The traffic model predicts how many of these cars will use each specific road segment, taking existing and newly proposed road infrastructure (and possible tolls) into account.

Australia has a history of over-predicting the usage of toll roads.

For example, the patronage of the Sydney Cross City tunnel was estimated to be almost 90,000 cars per day by June 2006. The actual number of cars using this tunnel was only 34,000 per day. Toll revenues were therefore much lower than predicted, leading to a bankruptcy after 16 months.

Similar over-optimistic predictions were made for the Lane Cove tunnel in Sydney, and for Brisbane’s Clem7 tunnel and the Airport Link, which also had financial problems.

Remember when we were told the Cross City Tunnel would be used by 90,000 cars a day? The actual traffic has been closer to one-third of that. AAP Image/Dan Himbrechts

Outdated models

So why do traffic projections in most cases turn out to be too optimistic? There are several reasons.

The first reason has to do with the travel demand model and their inputs. Since the future is uncertain, model inputs (such as population growth and willingness to pay the toll) are also uncertain, hence travel demand is uncertain.

Instead of choosing conservative inputs, often optimistic values are used due to pressures from parties who would like to see the infrastructure built.

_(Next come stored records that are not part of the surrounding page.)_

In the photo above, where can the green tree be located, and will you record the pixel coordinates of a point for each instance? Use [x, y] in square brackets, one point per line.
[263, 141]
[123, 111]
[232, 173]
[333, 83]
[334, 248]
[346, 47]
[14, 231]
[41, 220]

Those parties might include governments, banks and investors.

The second reason is that the most common traffic model still being used all around the world, including Australia, is based on mathematical methods from the 1950s, which are not really suitable for our heavily congested roads.

The difference between such traffic models and the real world is that these models assume that as many cars that need to can use the road, without forming any queues – even though this is not physically possible. This leads to severe over-predictions of the amount of traffic that could use each road.

Billions of dollars on the line

So how about the predicted 120,000 vehicles per day on a three-lane WestConnex Stage 3? Under ideal circumstances – which from a transport planner’s perspective is a high traffic flow without that flow breaking down –– the physically possible maximum traffic flow is around 2000 vehicles per hour per lane that can pass a road segment. This means around 12,000 vehicles per hour for a three lane road in both directions.

A traffic flow of 120,000 vehicles per day would therefore mean optimal flow conditions from 8am to 6pm. However, such optimal conditions are very unlikely, as on-ramps onto the motorway disturb traffic, leading to traffic breakdown and significantly lower traffic flows.

WestConnex is proposed to be a smart motorway with ramp metering: having a traffic light at the on-ramp that only allows a limited number of vehicles onto the motorway, which aims to avoid or delay traffic flow breakdown.

However, although a flow of 120,000 vehicles per day is theoretically possible, it is physically unlikely.

Perfect predictions of future traffic flows are not possible, but predictions of flows can be significantly improved. This means generating a more realistic travel demand using less optimistic scenarios and using more sophisticated traffic models that take physical flow constraints into account. Such more advanced models already exist and are only slightly more difficult to apply.

Given that investment decisions regarding several billions of dollars are being made, it is well worth the effort to move away from the traditional methods developed in the 1950s and adopt more contemporary methods available to governments and consultants.